I have a program which reads from a number of large files (~100s files, 120MB each) generated by another MPI
program, which can take some time. Each file contains the variables in their corresponding subdomain. I want to read in the variables from those files and store them into a specific slice of a 4 dimensional array. Since it takes some considerable amount of time, I would like to parallelize this piece of code with openmp
:
6 SUBROUTINE read_old_restart
7 INTEGER :: ii
8 INTEGER :: thread_ID
9 INTEGER :: OMP_GET_THREAD_NUM
10 CHARACTER(LEN=21) :: file_name
11
12 !$OMP PARALLEL DO PRIVATE(ii,file_name)
13 DO ii=0,Nproc_old-1
14 IF(ii < 10) THEN
15 WRITE(file_name,401) "input/Restart_00", ii, ".out"
16 ELSE IF(ii < 100) THEN
17 WRITE(file_name,402) "input/Restart_0" , ii, ".out"
18 ELSE
19 WRITE(file_name,403) "input/Restart_" , ii, ".out"
20 END IF
21 PRINT*, "Thread = ", OMP_GET_THREAD_NUM(), "Reading ", file_name
22 401 format(a16,I1,a4)
23 402 format(a15,I2,a4)
24 403 format(a14,I3,a4)
25 OPEN (unit=321, file=TRIM(file_name), status="old", form="unFORMATted")
26 READ(321) t , &
27 old_u (:,:,:,ii), &
28 old_v (:,:,:,ii), &
29 old_w (:,:,:,ii), &
30 old_p (:,:,:,ii), &
31 old_uc (:,:,:,ii), &
32 old_vc (:,:,:,ii), &
33 old_wc (:,:,:,ii), &
34 old_un2 (:,:,:,ii), &
35 old_vn2 (:,:,:,ii), &
36 old_wn2 (:,:,:,ii), &
37 old_un1 (:,:,:,ii), &
38 old_vn1 (:,:,:,ii), &
39 old_wn1 (:,:,:,ii), &
40 old_p1 (:,:,:,ii), &
41 old_viscu (:,:,:,ii), &
42 old_viscv (:,:,:,ii), &
43 old_viscw (:,:,:,ii), &
44 old_convu (:,:,:,ii), &
45 old_convv (:,:,:,ii), &
46 old_convw (:,:,:,ii), &
47 statindex , &
48 old_umn (:,:,:,ii), &
49 old_uumn (:,:,:,ii), &
50 old_urms (:,:,:,ii), &
51 old_mass_frac (:,:,:,:,:,ii), &
52 old_enthT (:,:,:,:,ii)
53 CLOSE (321)
54 END DO
55 !$OMP END PARALLEL DO
56 END SUBROUTINE read_old_restart
The code compiles and runs fine for the first loop of each thread.

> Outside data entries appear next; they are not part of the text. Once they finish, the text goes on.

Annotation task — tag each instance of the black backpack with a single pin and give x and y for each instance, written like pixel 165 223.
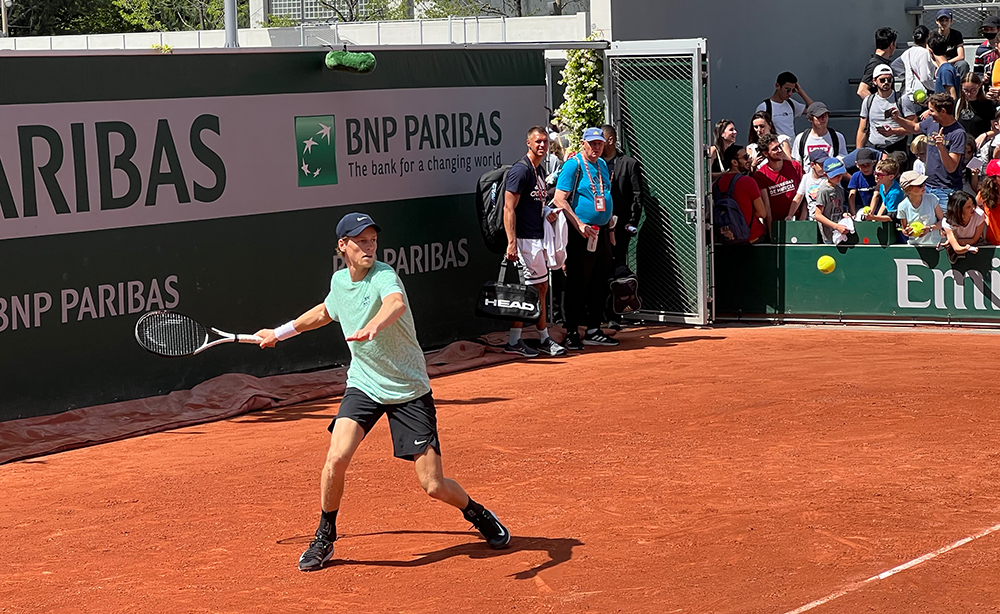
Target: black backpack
pixel 727 215
pixel 490 197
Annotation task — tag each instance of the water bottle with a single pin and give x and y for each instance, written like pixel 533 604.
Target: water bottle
pixel 592 241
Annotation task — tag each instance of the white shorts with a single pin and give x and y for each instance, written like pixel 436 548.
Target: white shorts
pixel 536 269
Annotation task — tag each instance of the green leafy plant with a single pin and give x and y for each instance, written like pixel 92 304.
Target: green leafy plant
pixel 279 21
pixel 584 79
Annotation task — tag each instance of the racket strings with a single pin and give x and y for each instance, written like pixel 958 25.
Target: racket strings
pixel 170 334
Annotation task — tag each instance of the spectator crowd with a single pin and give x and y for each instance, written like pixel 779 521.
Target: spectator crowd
pixel 925 156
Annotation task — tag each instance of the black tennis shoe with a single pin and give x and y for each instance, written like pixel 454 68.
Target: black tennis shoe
pixel 598 338
pixel 497 535
pixel 572 342
pixel 320 551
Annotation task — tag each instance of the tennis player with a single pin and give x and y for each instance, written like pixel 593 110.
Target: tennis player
pixel 387 375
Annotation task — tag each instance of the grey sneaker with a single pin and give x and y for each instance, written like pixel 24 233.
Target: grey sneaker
pixel 598 338
pixel 520 349
pixel 551 348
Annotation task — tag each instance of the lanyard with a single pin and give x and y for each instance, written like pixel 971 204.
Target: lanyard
pixel 543 189
pixel 600 178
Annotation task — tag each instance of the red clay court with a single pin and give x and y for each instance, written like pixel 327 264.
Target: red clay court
pixel 727 470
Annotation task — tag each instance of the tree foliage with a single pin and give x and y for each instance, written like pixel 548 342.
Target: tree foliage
pixel 583 78
pixel 58 17
pixel 368 10
pixel 173 15
pixel 437 9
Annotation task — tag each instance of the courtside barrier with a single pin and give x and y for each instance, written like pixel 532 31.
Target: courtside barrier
pixel 211 183
pixel 874 280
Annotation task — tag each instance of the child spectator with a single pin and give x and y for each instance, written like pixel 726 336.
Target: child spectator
pixel 809 188
pixel 963 227
pixel 919 207
pixel 919 149
pixel 761 124
pixel 830 201
pixel 886 203
pixel 725 137
pixel 818 136
pixel 989 200
pixel 862 185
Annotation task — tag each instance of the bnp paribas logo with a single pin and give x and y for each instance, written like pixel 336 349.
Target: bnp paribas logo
pixel 316 141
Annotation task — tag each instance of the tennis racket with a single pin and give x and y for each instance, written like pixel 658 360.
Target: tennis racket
pixel 167 333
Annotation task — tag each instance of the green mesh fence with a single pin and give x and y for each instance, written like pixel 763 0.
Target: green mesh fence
pixel 656 114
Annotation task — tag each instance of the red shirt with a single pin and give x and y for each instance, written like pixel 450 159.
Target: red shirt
pixel 780 186
pixel 745 193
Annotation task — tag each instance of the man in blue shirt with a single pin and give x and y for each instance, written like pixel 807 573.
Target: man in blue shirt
pixel 523 218
pixel 584 194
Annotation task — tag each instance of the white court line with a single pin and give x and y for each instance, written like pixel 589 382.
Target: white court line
pixel 885 574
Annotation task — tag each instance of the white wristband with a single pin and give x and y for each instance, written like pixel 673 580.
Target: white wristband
pixel 285 331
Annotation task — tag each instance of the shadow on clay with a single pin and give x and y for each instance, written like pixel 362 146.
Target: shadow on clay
pixel 559 550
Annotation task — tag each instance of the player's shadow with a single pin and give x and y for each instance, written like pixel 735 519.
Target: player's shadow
pixel 649 341
pixel 472 401
pixel 324 410
pixel 559 550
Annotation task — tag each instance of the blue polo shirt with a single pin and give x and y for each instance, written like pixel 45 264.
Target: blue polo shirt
pixel 573 178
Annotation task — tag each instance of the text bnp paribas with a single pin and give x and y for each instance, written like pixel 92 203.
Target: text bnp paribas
pixel 424 137
pixel 117 144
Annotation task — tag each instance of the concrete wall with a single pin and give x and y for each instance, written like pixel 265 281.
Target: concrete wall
pixel 413 32
pixel 749 43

Here is the output:
Thread = 3 Reading input/Restart_030.out
Thread = 7 Reading input/Restart_067.out
Thread = 2 Reading input/Restart_020.out
Thread = 6 Reading input/Restart_058.out
Thread = 9 Reading input/Restart_085.out
Thread = 8 Reading input/Restart_076.out
Thread = 5 Reading input/Restart_049.out
Thread = 4 Reading input/Restart_040.out
Thread = 11 Reading input/Restart_103.out
Thread = 0 Reading input/Restart_000.out
Thread = 1 Reading input/Restart_010.out
Thread = 10 Reading input/Restart_094.out
The code appears to be running and gets stuck on the above output. When running top, I cannot any CPU usage. Any idea why is it not working as expected?
You should use a private integer variable for the unit number and set it to a different value for each thread. Using the same file unit differently from different threads is a recipe for trouble. I am quite surprised it does not crash.